We know that because in 2007, researchers at Loyola Marymount University conducted a study to measure the effect of eye contact on first impressions of intelligence. Nora A. Murphy, the lead researcher, described her findings as follows: "Looking while speaking was a key behavior. It significantly correlated with IQ, was successfully manipulated by impression-managing targets, and contributed to higher perceived intelligence ratings." Unsurprisingly, Murphy also found that wearing glasses enhanced a first impression of intelligence. So, while it’s notnecessary to wear glasses if you don’t already need them, good eye contact is a must!
Keep in mind that all of these nonverbal factors set the tone before you and the other person ever speak a word. So, now that you’ve established a positive vibe through your nonverbal communication, it’s time to turn your attention to the spoken portion of your interaction.
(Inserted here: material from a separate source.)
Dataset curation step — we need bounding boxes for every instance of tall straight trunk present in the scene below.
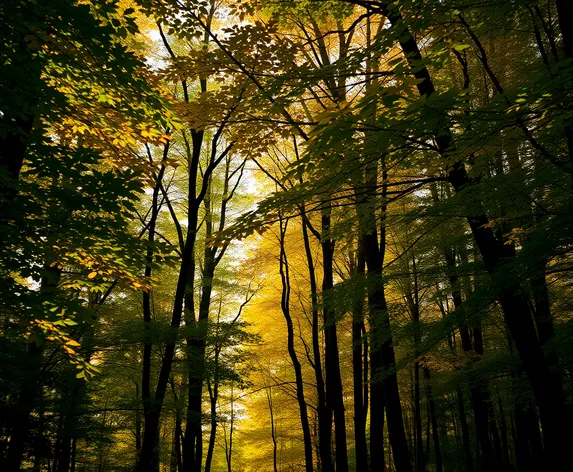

This is where a lot of people start to falter, so the most important thing to remember is: don’t panic! Many people shoot themselves in the foot from the get-go because they worry that they’re going to say the wrong thing; as a result, they make themselves look unnecessarily awkward. So, wherever possible, try to avoid overthinking and other anxiety-inducing behaviors. Just go for the basics: smile, introduce yourself with a simple, “Hi! How are you?” and tell them your first name. This is an instant ice-breaker that invites the other person to respond in kind. And if, like a lot of people, you’re worried about forgetting their name, you can just repeat their name immediately afterwards in a natural way like saying, “Allison. Great to meet you, Allison!” You can even compliment their name if it feels natural to you or include a personal anecdote like, “Oh, I’ll definitely remember your name — my sister’s name is Allison!”
Chapter 4: Final Summary
As you’ve seen from the examples in this book, talking and communication are two very different things! That’s why communication is an art form: it’s all about finding the right balance of verbal and nonverbal communication to convey your point in a way that resonates with another person. Good communication can be difficult to learn, but with the right tools and enough practice, you can learn to be a very successful communicator. The authors believe that all you need to do is learn the difference between positive and negative communication. When you replace “shut down” statements with calm and clear explanations, you can talk to another person instead of talking at them. You can also use open body language and positive facial expressions to make other people feel at ease and be receptive to what you have to say.